Year Graduated: 2007
Educational Leadership EdD

Thesis: Mature Students In The Persistence Puzzle: An Exploration Of The Factors That Contribute To Adult Learners’ Quality Of Life And Retention In Post-Secondary Education.

Fears and apprehensions of an adult learner returning to schools after twenty years are now something of the past. Lynne graduated with her EdD in Educational Leadership in 2007; completing her studies in exactly three years. She attributes this fast pace completion to a grant from the Canadian Council on Learning (CCL) that she was able to apply for and secure independently because she was enrolled in the EdD program. With this grant, Lynne took one year away from work to conduct research and concentrate on an in-depth investigation into mature students’ persistence in post-secondary education.

When Lynne first joined the program, she was a Student Recruitment and Retention Services Coordinator at Malaspina University-College (now Vancouver Island University). Enrolled in the Vancouver Cohort in 2004, Lynne remembers some of the challenges she had to overcome to be part of the program. One such challenge was living on Vancouver Island and having to cross the Georgian Strait to Vancouver one weekend/month for two years to attend classes. This also meant being away from her school-aged children on an ongoing basis.
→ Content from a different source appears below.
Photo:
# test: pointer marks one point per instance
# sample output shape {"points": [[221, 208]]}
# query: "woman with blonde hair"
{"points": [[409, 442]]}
Despite the challenges, Lynne is glad she chose this EdD program because of its practical focus on educational leadership policies and practices in a diverse range of post-secondary settings. Additionally, the CCL Research Grant presented Lynne with opportunities to share her research findings with adult educators, researchers, and community practitioners across Canada – she says that the EdD program provided the strong platform and launch for this knowledge exchange activity.
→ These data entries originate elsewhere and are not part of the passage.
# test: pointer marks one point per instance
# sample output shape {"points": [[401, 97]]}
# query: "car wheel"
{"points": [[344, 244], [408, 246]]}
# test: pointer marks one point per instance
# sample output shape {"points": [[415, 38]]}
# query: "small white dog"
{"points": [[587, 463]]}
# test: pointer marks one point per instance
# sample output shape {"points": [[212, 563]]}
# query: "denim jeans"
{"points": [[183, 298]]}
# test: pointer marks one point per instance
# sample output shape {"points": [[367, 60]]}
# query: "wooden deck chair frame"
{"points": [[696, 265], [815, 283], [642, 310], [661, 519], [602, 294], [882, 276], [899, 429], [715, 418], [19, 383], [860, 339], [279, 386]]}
Among the other things that she takes away from the program is the strong circle of friends and colleagues that were established during her studies. Lynne says that the cohort model provided built-in opportunities for ongoing support and stimulation. Lynne points out that the learning community format enriched her learning experience at SFU. She also credits the program for helping her to refine her personal vision and expand her horizons – she describes being “transformed both personally and professionally” by her EdD experience.
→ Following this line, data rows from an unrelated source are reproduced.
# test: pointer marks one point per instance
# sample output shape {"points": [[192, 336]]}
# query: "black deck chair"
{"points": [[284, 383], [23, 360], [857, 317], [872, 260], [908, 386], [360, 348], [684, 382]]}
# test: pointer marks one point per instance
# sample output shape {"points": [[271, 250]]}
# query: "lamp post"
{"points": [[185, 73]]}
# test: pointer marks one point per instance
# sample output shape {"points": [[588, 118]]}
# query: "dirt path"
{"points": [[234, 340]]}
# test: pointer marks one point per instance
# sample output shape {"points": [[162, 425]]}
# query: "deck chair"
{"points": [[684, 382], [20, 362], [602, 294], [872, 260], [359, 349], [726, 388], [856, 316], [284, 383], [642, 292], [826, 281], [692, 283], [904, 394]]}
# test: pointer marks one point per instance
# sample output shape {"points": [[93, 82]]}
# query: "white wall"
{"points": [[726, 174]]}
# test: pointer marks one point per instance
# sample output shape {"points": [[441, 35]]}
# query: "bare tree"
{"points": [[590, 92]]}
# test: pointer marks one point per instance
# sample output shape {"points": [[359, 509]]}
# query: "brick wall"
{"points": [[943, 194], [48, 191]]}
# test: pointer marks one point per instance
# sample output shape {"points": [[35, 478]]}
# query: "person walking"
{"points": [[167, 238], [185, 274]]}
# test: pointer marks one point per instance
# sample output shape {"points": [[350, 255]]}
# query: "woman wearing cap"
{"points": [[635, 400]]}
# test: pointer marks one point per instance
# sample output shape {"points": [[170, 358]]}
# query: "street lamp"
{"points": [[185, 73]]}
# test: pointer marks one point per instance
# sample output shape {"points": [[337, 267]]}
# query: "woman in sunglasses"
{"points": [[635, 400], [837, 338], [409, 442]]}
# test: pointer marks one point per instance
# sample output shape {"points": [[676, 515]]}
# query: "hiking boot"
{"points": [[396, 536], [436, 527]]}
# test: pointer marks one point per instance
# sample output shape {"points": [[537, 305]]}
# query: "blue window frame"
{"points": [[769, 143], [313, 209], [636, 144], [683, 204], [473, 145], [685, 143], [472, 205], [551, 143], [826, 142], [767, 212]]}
Lynne is quick to acknowledge the administrative support and encouragement she received in the program. She specifically acknowledges Geoff Madoc-Jones, the Program Coordinator, who challenged the cohort “to rise to the occasion” on a regular basis and who consistently provided that level of support to her as her dissertation supervisor.

Lynne continues to apply what she’s learned in her position at Vancouver Island University. In the Fall of 2008, she taught a leadership course in the Women’s Studies Department (Young Women in Leadership) and conducted some consultative research in the field of adult literacy. As she reflects on her past three years earning her doctorate degree, Lynne says that she has come full circle – from entering her first summer session in July 2004 to successfully defending her dissertation in December 2007 – and she is gratified that she is now in a much stronger position to integrate her teaching, educational leadership, and applied research skills and work experiences at the university.